Para a CGTP-IN é essencial que as exportações sejam consideradas num quadro de complementaridades, que a substituição de importações por produção nacional seja uma realidade, com a procura interna a desempenhar um papel determinante no relançamento económico.

Para tal, para além de medidas que privilegiem e defendam, no quadro de excepcionalidade que vivemos, a produção nacional direccionada para o mercado externo, mas também interno, o aumento dos salários e das pensões, ou seja, o aumento do poder de compra da generalidade da população é fundamental do ponto de vista económico, com um alcance em termos de justiça social que se exige.

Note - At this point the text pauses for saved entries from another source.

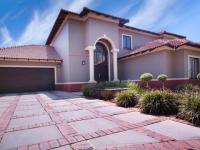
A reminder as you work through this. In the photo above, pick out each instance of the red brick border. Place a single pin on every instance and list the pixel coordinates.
(6, 116)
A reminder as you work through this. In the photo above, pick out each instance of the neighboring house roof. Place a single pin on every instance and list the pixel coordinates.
(174, 43)
(63, 13)
(30, 52)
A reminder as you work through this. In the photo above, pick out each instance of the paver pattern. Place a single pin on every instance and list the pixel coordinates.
(68, 121)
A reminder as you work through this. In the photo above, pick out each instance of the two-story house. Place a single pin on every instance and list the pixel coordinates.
(91, 46)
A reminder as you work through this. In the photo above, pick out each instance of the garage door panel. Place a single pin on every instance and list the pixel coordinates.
(26, 79)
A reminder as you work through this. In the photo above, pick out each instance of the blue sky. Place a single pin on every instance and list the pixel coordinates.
(30, 21)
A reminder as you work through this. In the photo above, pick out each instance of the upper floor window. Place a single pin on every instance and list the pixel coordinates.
(126, 41)
(194, 67)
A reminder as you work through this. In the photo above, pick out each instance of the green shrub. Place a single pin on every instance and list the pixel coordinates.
(135, 87)
(127, 99)
(88, 90)
(107, 96)
(191, 109)
(187, 88)
(162, 78)
(198, 76)
(146, 77)
(160, 103)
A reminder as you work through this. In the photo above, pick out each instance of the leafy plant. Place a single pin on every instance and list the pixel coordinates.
(135, 87)
(191, 109)
(127, 98)
(160, 103)
(107, 95)
(88, 90)
(187, 88)
(146, 77)
(162, 78)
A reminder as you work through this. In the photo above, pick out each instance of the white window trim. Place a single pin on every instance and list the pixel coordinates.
(191, 56)
(24, 66)
(123, 34)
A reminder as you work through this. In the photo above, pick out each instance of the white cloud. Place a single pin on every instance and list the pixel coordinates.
(126, 9)
(150, 13)
(39, 27)
(5, 36)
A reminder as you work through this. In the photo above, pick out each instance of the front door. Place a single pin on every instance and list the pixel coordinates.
(100, 63)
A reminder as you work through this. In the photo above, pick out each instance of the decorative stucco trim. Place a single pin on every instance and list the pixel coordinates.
(191, 56)
(162, 48)
(130, 35)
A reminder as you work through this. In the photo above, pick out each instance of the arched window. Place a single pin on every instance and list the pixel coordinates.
(100, 54)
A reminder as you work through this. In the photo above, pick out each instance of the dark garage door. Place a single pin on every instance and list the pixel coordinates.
(26, 79)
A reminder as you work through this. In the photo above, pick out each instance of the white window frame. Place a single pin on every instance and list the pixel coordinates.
(131, 40)
(191, 56)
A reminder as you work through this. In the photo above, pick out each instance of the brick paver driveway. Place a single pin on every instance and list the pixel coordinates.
(60, 120)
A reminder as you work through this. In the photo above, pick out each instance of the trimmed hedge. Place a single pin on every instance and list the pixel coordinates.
(88, 90)
(160, 103)
(135, 87)
(191, 109)
(127, 99)
(187, 88)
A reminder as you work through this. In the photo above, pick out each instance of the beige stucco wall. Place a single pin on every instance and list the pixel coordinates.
(81, 35)
(61, 45)
(97, 28)
(138, 39)
(76, 35)
(173, 63)
(132, 68)
(77, 53)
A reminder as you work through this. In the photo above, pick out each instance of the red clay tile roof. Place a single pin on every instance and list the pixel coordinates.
(174, 43)
(30, 52)
(63, 13)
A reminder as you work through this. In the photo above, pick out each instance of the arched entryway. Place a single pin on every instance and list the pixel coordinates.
(107, 52)
(101, 61)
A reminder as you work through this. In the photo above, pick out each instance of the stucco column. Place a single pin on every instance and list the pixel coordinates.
(115, 51)
(91, 61)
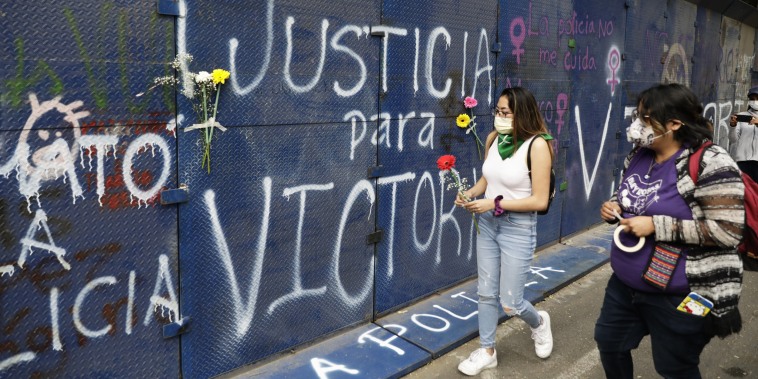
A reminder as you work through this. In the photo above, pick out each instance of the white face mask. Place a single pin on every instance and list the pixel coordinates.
(639, 135)
(504, 125)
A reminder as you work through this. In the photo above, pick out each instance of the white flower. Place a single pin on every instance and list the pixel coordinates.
(203, 76)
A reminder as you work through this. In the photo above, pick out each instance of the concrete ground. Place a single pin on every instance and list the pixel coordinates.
(573, 312)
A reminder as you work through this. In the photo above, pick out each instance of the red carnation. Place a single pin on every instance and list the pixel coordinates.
(446, 162)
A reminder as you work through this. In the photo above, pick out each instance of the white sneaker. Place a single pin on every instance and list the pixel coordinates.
(543, 337)
(478, 361)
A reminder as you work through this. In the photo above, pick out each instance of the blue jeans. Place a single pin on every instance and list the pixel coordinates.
(504, 251)
(627, 315)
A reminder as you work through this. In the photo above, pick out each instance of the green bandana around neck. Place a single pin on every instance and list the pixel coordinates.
(506, 146)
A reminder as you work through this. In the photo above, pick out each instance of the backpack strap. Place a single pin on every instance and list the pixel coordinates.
(695, 159)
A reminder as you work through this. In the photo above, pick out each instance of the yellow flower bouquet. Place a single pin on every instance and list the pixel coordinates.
(203, 92)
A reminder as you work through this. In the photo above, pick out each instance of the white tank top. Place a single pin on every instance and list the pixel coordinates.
(509, 177)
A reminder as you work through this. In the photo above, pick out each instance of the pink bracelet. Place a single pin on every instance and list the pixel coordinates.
(498, 211)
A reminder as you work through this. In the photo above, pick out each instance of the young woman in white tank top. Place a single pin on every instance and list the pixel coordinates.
(507, 223)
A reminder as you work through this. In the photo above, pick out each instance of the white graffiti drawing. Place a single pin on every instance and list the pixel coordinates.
(386, 31)
(7, 269)
(17, 359)
(385, 343)
(170, 304)
(101, 144)
(322, 367)
(144, 141)
(393, 180)
(344, 49)
(28, 242)
(352, 301)
(589, 180)
(109, 280)
(57, 344)
(48, 162)
(676, 68)
(416, 318)
(436, 33)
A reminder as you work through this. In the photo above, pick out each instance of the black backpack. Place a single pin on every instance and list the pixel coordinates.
(551, 194)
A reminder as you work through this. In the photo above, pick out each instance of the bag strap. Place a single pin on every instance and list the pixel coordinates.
(695, 159)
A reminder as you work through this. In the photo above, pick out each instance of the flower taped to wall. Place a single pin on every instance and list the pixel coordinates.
(203, 93)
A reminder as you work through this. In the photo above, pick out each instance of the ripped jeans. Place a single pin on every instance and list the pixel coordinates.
(504, 250)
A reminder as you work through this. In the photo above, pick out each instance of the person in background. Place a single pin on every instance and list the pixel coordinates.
(743, 136)
(508, 233)
(674, 239)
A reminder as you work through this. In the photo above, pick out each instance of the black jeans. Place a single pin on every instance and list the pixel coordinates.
(628, 315)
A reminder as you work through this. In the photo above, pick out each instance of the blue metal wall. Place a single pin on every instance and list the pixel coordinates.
(336, 113)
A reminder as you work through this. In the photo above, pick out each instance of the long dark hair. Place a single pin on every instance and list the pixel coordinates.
(665, 102)
(527, 120)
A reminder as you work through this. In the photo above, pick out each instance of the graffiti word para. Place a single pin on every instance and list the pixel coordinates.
(383, 134)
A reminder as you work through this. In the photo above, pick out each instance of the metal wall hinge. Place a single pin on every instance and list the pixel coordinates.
(169, 8)
(374, 237)
(176, 328)
(375, 172)
(175, 195)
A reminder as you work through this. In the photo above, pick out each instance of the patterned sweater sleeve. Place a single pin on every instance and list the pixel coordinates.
(716, 201)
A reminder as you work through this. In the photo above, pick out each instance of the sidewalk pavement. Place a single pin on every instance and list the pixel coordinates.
(429, 338)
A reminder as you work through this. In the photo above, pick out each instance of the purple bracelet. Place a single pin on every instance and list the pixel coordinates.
(498, 211)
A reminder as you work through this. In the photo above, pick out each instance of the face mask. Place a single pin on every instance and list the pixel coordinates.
(504, 125)
(639, 135)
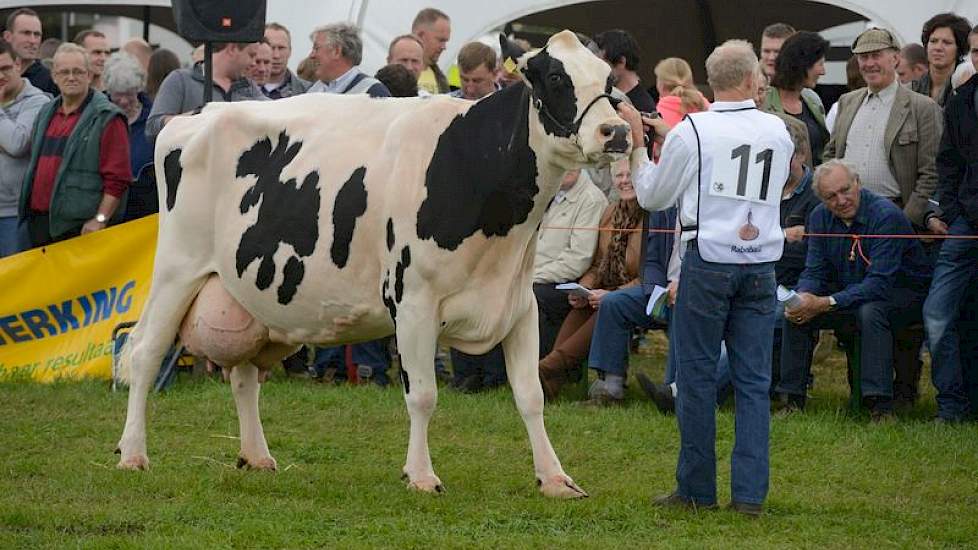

Para a CGTP-IN a promoção do emprego, o combate à precariedade e ao desemprego, à exclusão social e à redução de prestações sociais, têm de estar no centro das políticas implementadas e não pode ficar dependente de conjunturas, nem muito menos do comportamento da procura externa.

O aumento das receitas fiscais, por via do combate à fraude e evasão, o fim dos paraísos fiscais, uma maior justiça e progressividade dos impostos num quadro de colocar a pagar mais quem mais pode, no caso concreto os grandes grupos económicos e financeiros, são elementos que permitirão aliviar as famílias dos cortes salariais e do aumento de preços que se perspectivam para 2011.